2 The observations methodology

The astrolabe was elaborated in order to give two images of the same star which follow two symmetrical trajectories relatively to an horizontal line. The measurement principle is to find the instant when the two images of the star define a horizontal line. At this instant, the zenith distance of the star is exactly the one defined by a prism, equivalent to a double mirror, associated with a mercury surface. Finally, to find the transit time, the observational principle is to reconstruct the apparent zenith distance variations of each image as functions of time.

In the case of solar observations, we should find the reference points of two images of the same part of the solar limb. These points are the ones for which the tangential lines to the curves defined by the two images of the solar limb are horizontal. If we suppose that these points are known, the observation follows the same way as for the stars.

This principle is valid as well as for visual and for CCD observations. As the astrolabe shows two solar images during the transit, these images are superposed during half of the transit duration. In order to remove this effect, the observations were done, firstly, using a rotating shutter to acquire, alternatively, the direct image and the reflected one on the mercury.
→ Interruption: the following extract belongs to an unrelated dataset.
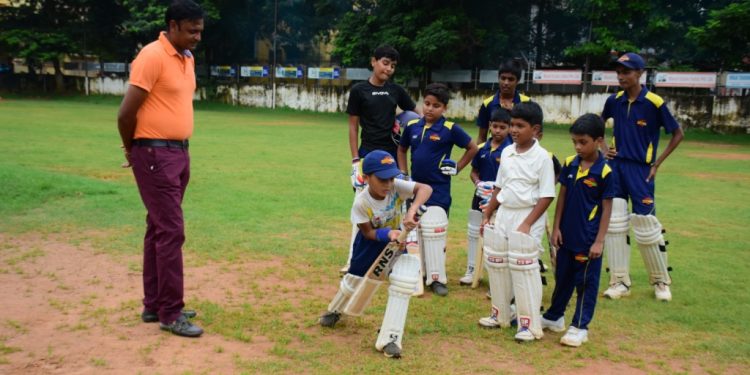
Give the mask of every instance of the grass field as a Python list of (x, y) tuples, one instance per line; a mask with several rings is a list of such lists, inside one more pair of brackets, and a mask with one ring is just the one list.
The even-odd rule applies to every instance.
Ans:
[[(113, 257), (140, 253), (145, 210), (130, 170), (119, 167), (118, 104), (106, 97), (0, 101), (0, 233), (62, 236)], [(477, 326), (489, 309), (486, 289), (457, 284), (472, 194), (468, 173), (461, 173), (453, 182), (450, 295), (412, 299), (404, 358), (389, 361), (374, 350), (385, 288), (364, 317), (335, 330), (316, 325), (335, 293), (350, 235), (345, 116), (201, 103), (195, 123), (183, 206), (188, 266), (274, 261), (275, 268), (244, 276), (286, 280), (271, 293), (248, 297), (253, 303), (187, 293), (209, 334), (240, 343), (258, 336), (271, 341), (266, 359), (235, 358), (238, 371), (547, 373), (603, 363), (648, 373), (741, 373), (750, 364), (750, 137), (688, 130), (657, 178), (674, 300), (654, 300), (634, 250), (633, 294), (600, 299), (591, 341), (576, 350), (561, 347), (559, 334), (519, 345), (509, 330)], [(465, 128), (476, 133), (473, 125)], [(573, 153), (567, 127), (547, 126), (543, 143), (561, 159)], [(13, 272), (12, 264), (0, 264), (0, 274)], [(607, 280), (603, 272), (602, 287)], [(544, 293), (548, 305), (552, 285)], [(133, 291), (134, 320), (139, 298), (140, 290)], [(3, 356), (12, 352), (7, 339), (0, 337), (0, 372)], [(91, 363), (106, 366), (101, 358)]]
Each image gives the distribution of the apparent solar intensity I(x,y) relatively to the CCD frame. This frame is defined by the CCD lines (parallel to the x-axis) and columns (parallel to the y-axis). The CCD lines are vertical, due to the choice of the best resolution. The subsequent analysis is done in order to obtain the successive positions of the extremity of the vertical solar diameter (VSR) in the same CCD reference frame.
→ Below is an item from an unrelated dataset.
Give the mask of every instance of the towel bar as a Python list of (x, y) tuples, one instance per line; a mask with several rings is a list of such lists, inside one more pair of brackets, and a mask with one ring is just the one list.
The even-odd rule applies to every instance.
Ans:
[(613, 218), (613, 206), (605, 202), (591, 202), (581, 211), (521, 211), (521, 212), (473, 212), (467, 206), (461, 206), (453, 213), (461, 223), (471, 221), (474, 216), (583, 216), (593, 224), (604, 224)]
The sets of these positions, one for each successive direct or reflected image obtained during the limb transit, show the trajectories of the extremity of the VSR seen directly or reflected on mercury. These coordinates are functions of time $x_{\rm d}(t)$ and $y_{\rm d}(t)$ (direct images), and $x_{\rm r}(t)$ and $y_{\rm r}(t)$(reflected images) relatively to the CCD frame. The knowledge of these functions gives us the possibility to determine:

• the transit time of the observed VSR;
• the correction on the CCD line inclination, and consequently the corresponding correction on the observed transit time;
• the pixel sizes on the sky (in arcseconds);
• the true extremity of the VSR along the limb.

The transit time is obtained simply when the two coordinates $y_{\rm d}(t)$ of the direct image and $y_{\rm r}(t)$ of the reflected one are equal. The coordinates $x_{\rm d}(t)$ and $x_{\rm r}(t)$ are not well determined but are useful to calculate, with a sufficient precision, the previous corrections.

Finally the comparison of the transit times obtained for each edge of the Sun, allows us to obtain the observed correction to the apparent solar diameter . Simple subsequent calculation gives the corrected apparent radius for the unit distance (1 AU).